Pasarz Martin Pollack, synalek zbrodniarza Gerharda Basta, sturmbannführera SS, który latem 1944 roku dowodził Sonderkommando 7a, odpowiedzialnego m. in. za zbrodnie dokonane na cywilnej ludności Warszawy, postanowił, wzorem tatusia, wziąć się za "edukację" Polaków. W "magazynie historycznym" "Gazety Wyborczej" "Ale Historia" Pollack wzywa na, byśmy "spojrzeli prawdzie w oczy, jakkolwiek byłaby okrutna. Nie zważając również, ze nasi rodacy, a nawet rodzina, nazwą nas zdrajcami, zarzucą nam, ze kalamy własne gniazdo. Musimy się z tym liczyć".
Tych wszystkich, którzy mogliby sądzić, że syn niemieckiego zbrodniarza odwołuje się do własnej ("Ale") historii, z błędu wyprowadza następny akapit artykułu Pollacka.

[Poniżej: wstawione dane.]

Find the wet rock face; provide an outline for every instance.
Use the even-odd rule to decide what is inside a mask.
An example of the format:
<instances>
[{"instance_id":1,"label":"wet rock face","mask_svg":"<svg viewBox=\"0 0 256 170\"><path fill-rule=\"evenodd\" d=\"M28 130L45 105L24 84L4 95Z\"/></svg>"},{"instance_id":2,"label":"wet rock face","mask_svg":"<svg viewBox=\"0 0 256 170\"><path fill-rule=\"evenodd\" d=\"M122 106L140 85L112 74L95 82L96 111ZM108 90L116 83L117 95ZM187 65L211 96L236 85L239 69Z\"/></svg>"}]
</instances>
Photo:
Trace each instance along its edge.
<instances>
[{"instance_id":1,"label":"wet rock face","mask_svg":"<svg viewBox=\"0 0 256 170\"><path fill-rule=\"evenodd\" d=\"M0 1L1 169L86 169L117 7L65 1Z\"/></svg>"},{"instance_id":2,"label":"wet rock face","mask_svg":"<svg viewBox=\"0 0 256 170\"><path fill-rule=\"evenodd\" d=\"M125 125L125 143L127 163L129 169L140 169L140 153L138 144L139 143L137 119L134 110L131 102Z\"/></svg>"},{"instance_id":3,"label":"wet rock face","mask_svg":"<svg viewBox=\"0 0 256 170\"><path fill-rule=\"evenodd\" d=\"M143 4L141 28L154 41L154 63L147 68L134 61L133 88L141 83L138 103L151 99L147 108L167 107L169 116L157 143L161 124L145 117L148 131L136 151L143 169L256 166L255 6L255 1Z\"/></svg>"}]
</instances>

Napisał w nim: "Tacy ludzie jak Feliks Tych, Jan Tomasz Gross, Jan Grabowski i Barbara Engelking, żeby wymienić tutaj kilkoro reprezentantów wielu innych badaczy, których prace towarzyszą mi od lat, są dla mnie przykładem, dodają mi odwagi, żeby - choć w skromniejszym wymiarze - podążać podobną drogą. Za to chciałbym im tutaj podziękować".
Potomek nierozliczonego ze swoich zbrodni niemieckiego ludobójcy dziękuje za antypolskie wypowiedzi "polskim naukowcom". Wszystkie maski spadły!
Wypowiedź Pollacka przytoczył na Twitterze wiceminister Spraw Zagranicznych Paweł Jabłoński. "Niebywała bezczelność. Syn hitlerowskiego mordercy Sturmbannführera SS Gerharda Basta poucza Polaków, każe nam wziąć na siebie winę swego ojca i jego towarzyszy. O 6 mln polskich ofiar nie wspomina. „Gazeta Wyborcza” staje się trybuną negacjonistów hitlerowskich zbrodni" - napisał polityk.
Ostro i słusznie!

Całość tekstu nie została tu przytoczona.